Detecting key molecules with help of the ArrayAnalyzer and subsequent visualization by the PathwayBuilder does not result in the desired network. What can I do to expand/change the network to a specific set of molecules/genes with their expression levels?

The visualization tool PathwayBuilder^TM contains many options, that can be adjusted. Visualization can be started from diverse points: from molecules, reactions and from genes and even from the result list of the molecule search and the ArrayAnalyzer^TM key molecule search. Once a desired starting molecule has been identified, from which the network visualization will be intriguing, the network to a specific set of molecules/genes can be shown by clicking on the options "shortest path to", "saved search results", either "molecule" or "genes". All molecules/genes, which have been searched for in your last molecule/gene search, will be depicted in blue and size of your given expression level. Furthermore the range of the network can be set manually by choosing "upstream/downstream" steps. Another parameter, "show modified forms" and "show unmodified forms", expands the network by looking at signaling branches connected by phosphorylated molecules or complexes. (Please have a look at the documentation for the PathwayBuilder for further descriptions.) .

Why are there different node sizes in the PathwayBuilder^TM output modes signal flow and clustered map?

The size of the nodes symbolizes the value of an attached expression level for a molecule. If you are using the ArrayAnalyzer^TM, you can in this way easily find your genes with the highest expression levels in the signaling network. For further information please see also the documentation.
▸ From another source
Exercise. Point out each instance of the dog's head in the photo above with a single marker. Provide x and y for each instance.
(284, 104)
I have generated a signaling pathway map. It was fairly complex with a number of upstream and downstream levels. I had to scroll through the file to see the whole pathway on the screen. I tried to save the file, but what was saved to the desktop was not the picture but the HTML file. Is there any way to print this out?

You can (in both Internet Explorer and Netscape) click with your right mouse button on the picture, then choose "Save image as". In Netscape you can also choose "View image" instead, then hit the print button.

If you generated a "CASCADE" (tree output), just hit the print button.

What are your plans for the visualization?

We are currently exploring sophisticated ways to automatically lay out the networks, trying to make them look even more like that which people are used to from literature (e.g. position molecules with respect to their intracellular location such as plasma membrane or nucleus). We are collaborating with experts in graph visualization to achieve standard-setting results.
Also, we are working to apply a zoom-function to the PathwayBuilder^TM.

What is the expected date that an annotation client will be available for TRANSPATH?

A client software for customers and the relational version of TRANSPATH will not be available right now for two reasons:

Annotation for TRANSPATH needs training to fulfil the standard format and knowledge.
We offer the service contract to annotate for specific data.

What about BLAST for TRANSPATH?

A BLAST-compatible format of TRANSPATH data is provided (at cgi-bin/dat/blast/ in your package), so that you can use it with your BLAST in-house system.

Is TRANSPATH available in XML format?

Curated and quality-checked XML files are available since release 3.1.